Birinin yolu bilme eylemine ve vesilesi ile bilime, diğerinin yolu inanma eylemine ve vesilesi ile inanca gider.
Dolayısı ile gerçek ve inanç kavramları burada bir araya gelebilecek iki kavram değildir. Getirirsek ne olur: Ya gerçek özünü yitirir ya da inanç ve dayandığı temel sarsılır. Çünkü gerçek özünü yitirdiğinde hükümsüz olur, inanç gerçeğe tabi olduğunda ise inanma eylemi soruya ve sorguya açık hale gelir ve vesilesi ile silsile yoluyla ona dayanan her şey…

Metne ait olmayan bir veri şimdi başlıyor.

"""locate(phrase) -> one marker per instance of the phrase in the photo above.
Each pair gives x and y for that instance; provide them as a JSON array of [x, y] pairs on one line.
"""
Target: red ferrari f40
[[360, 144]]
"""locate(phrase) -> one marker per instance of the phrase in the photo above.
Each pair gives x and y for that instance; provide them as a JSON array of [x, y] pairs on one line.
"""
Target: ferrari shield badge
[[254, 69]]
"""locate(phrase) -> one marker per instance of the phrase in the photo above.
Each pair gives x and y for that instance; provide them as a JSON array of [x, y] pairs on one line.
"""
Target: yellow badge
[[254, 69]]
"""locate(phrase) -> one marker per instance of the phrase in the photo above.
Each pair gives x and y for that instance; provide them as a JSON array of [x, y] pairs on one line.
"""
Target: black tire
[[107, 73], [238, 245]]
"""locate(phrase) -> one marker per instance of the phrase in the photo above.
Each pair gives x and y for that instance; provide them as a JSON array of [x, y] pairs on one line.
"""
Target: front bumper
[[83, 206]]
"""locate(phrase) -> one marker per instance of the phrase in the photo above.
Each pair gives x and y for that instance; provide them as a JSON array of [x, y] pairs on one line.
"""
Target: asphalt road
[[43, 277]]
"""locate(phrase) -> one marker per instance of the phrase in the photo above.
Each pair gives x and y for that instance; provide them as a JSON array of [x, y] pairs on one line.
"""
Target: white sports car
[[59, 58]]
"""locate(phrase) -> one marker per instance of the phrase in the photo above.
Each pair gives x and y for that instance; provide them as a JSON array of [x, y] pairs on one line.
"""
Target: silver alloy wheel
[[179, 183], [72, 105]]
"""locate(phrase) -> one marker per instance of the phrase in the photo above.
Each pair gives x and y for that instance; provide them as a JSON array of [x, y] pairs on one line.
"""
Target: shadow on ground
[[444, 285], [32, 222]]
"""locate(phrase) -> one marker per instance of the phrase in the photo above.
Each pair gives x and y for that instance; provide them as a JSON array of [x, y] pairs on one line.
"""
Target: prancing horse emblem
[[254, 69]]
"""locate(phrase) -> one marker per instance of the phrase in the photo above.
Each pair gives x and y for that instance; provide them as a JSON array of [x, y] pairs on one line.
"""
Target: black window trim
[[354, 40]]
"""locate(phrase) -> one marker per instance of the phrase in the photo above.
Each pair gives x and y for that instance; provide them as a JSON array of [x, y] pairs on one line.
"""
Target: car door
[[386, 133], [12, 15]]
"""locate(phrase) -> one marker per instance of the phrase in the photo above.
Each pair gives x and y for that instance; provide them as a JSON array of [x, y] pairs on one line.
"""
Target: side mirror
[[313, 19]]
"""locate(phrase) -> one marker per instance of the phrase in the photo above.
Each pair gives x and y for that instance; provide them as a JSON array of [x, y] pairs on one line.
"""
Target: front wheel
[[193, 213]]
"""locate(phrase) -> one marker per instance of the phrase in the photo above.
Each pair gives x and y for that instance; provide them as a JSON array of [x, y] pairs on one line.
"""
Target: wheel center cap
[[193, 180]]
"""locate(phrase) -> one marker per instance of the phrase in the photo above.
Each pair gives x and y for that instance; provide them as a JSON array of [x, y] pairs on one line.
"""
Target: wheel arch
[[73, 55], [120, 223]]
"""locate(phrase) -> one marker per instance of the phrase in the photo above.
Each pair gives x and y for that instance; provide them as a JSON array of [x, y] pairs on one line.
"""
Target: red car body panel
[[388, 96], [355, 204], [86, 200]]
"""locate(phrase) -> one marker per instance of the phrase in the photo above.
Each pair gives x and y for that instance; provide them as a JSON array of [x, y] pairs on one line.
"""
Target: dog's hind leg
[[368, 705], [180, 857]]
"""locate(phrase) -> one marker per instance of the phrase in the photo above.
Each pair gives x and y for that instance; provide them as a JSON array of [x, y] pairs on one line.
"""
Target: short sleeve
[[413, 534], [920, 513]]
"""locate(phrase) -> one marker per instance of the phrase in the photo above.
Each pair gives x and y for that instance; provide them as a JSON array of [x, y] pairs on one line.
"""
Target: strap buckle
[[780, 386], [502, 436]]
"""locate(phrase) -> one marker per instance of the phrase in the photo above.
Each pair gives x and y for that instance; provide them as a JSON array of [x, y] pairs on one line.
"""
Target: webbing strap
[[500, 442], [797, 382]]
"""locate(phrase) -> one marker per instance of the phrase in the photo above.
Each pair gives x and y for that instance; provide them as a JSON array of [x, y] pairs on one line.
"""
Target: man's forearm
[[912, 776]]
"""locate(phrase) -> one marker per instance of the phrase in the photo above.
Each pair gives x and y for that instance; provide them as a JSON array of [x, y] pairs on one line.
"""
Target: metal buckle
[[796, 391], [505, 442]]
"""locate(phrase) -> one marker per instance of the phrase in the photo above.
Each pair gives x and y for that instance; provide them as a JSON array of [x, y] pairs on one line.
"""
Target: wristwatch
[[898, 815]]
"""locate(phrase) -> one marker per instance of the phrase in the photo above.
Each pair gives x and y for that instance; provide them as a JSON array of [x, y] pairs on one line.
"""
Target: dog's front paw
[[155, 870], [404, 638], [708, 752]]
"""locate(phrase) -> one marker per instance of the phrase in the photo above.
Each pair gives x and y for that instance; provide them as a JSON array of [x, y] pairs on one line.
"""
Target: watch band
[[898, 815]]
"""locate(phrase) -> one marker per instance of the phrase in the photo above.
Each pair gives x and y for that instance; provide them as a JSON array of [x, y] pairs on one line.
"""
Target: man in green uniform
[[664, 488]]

Burada gerçek inanç vurgusundaki gerçek ancak özüne uygun inanç anlamında ve çok dolaylı yan anlamı ile ifade edilebilir. Yani ilgili inancın kural ve kaideleri ile değerlerine, düşünce sistematiğine ve öğretilerine uygun anlamında.
Valla bu konuda dünyada kullanılmaya açık olmayan, iğdiş edilmeyen ve vesilesi ile en baştaki çıkış kökeninden bir hayli uzaklaşmayan çok nadir inanç sistemi olduğu aşikar.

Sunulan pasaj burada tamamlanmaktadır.